View Source Your first Axon model

Mix.install([
  {:axon, github: "elixir-nx/axon"},
  {:nx, github: "elixir-nx/nx", sparse: "nx", override: true},
  {:kino, "~> 0.7.0"}
])
:ok

your-first-model

Your first model

Axon is a library for creating and training neural networks in Elixir. Everything in Axon centers around the %Axon{} struct which represents an instance of an Axon model.

Models are just graphs which represent the transformation and flow of input data to a desired output. Really, you can think of models as representing a single computation or function. An Axon model, when executed, takes data as input and returns transformed data as output.

All Axon models start with a declaration of input nodes. These are the root nodes of your computation graph, and correspond to the actual input data you want to send to Axon:

input = Axon.input("data")
#Axon<
  inputs: %{"data" => nil}
  outputs: "data"
  nodes: 1
>

Technically speaking, input is now a valid Axon model which you can inspect, execute, and initialize. You can visualize how data flows through the graph using Axon.Display.as_graph/2:

template = Nx.template({2, 8}, :f32)
Axon.Display.as_graph(input, template)
graph TD;
3[/"data (:input) {2, 8}"/];
;

Notice the execution flow is just a single node, because your graph only consists of an input node! You pass data in and the model spits the same data back out, without any intermediate transformations.

You can see this in action by actually executing your model. You can build the %Axon{} struct into it's initialization and forward functions by calling Axon.build/2. This pattern of "lowering" or transforming the %Axon{} data structure into other functions or representations is very common in Axon. By simply traversing the data structure, you can create useful functions, execution visualizations, and more!

{init_fn, predict_fn} = Axon.build(input)
{#Function<137.55749718/2 in Nx.Defn.wrap_arity/2>,
 #Function<137.55749718/2 in Nx.Defn.wrap_arity/2>}

Notice that Axon.build/2 returns a tuple of {init_fn, predict_fn}. init_fn has the signature:

init_fn.(template :: map(tensor) | tensor, initial_params :: map) :: map(tensor)

while predict_fn has the signature:

predict_fn.(params :: map(tensor), input :: map(tensor) | tensor)

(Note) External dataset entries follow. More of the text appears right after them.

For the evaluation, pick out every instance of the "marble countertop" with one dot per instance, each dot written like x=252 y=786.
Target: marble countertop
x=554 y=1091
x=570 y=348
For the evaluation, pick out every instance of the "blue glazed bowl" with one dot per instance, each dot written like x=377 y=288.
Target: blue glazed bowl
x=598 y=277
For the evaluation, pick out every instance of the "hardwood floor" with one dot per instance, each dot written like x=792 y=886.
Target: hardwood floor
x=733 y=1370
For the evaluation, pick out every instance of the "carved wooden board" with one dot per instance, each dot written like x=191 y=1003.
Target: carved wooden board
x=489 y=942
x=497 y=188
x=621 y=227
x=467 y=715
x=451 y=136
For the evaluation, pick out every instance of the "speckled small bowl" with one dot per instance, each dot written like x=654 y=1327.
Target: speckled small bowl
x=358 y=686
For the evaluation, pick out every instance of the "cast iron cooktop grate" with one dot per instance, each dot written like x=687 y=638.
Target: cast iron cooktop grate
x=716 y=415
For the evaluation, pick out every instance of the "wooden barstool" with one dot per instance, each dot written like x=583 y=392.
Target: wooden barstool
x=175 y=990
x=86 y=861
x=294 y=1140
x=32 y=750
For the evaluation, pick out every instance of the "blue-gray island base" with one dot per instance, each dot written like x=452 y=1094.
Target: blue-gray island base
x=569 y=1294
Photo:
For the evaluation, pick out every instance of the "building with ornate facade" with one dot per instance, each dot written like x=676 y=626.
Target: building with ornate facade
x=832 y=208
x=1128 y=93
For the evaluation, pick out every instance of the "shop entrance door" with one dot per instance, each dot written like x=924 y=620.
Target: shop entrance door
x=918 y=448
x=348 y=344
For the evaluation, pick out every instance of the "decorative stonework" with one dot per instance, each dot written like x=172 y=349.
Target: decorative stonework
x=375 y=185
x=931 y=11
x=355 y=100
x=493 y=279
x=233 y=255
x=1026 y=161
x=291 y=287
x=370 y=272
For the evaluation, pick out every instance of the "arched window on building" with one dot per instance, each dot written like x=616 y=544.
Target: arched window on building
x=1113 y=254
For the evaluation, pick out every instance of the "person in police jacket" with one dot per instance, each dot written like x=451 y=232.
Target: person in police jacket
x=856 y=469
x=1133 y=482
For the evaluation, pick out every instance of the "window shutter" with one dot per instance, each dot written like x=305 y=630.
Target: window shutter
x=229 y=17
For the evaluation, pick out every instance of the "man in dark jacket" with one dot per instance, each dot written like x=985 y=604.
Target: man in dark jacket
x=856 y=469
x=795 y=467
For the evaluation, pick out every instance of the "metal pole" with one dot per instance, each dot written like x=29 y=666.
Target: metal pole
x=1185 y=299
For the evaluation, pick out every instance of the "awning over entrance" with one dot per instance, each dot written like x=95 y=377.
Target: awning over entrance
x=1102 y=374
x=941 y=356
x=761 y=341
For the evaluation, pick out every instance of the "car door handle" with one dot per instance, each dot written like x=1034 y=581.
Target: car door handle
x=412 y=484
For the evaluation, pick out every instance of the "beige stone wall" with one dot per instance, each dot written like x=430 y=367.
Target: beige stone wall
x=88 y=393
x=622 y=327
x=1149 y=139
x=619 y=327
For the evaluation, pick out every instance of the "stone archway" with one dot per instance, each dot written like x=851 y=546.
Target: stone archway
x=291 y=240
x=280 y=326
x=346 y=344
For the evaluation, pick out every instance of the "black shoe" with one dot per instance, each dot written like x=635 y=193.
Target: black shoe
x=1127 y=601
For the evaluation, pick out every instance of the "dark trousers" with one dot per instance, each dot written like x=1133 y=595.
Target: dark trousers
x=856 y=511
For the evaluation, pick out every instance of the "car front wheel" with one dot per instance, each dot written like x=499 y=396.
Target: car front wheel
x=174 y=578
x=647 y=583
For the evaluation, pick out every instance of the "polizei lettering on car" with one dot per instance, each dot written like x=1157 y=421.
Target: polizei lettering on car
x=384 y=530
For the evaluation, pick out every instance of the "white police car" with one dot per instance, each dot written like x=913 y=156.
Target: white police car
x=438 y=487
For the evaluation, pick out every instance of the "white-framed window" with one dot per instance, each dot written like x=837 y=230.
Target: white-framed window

init_fn returns all of your model's trainable parameters and state. You need to pass a template of the expected inputs because the shape of certain model parameters often depend on the shape of model inputs. You also need to pass any initial parameters you want your model to start with. This is useful for things like transfer learning, which you can read about in another guide.

predict_fn returns transformed inputs from your model's trainable parameters and the given inputs.

params = init_fn.(Nx.template({1, 8}, :f32), %{})
%{}

In this example, you use Nx.template/2 to create a template tensor, which is a placeholder that does not actually consume any memory. Templates are useful for initialization because you don't actually need to know anything about your inputs other than their shape and type.

Notice init_fn returned an empty map because your model does not have any trainable parameters. This should make sense because it's just an input layer.

Now you can pass these trainable parameters to predict_fn along with some input to actually execute your model:

predict_fn.(params, Nx.iota({1, 8}, type: :f32))
#Nx.Tensor<
  f32[1][8]
  [
    [0.0, 1.0, 2.0, 3.0, 4.0, 5.0, 6.0, 7.0]
  ]
>

And your model just returned the given input, as expected!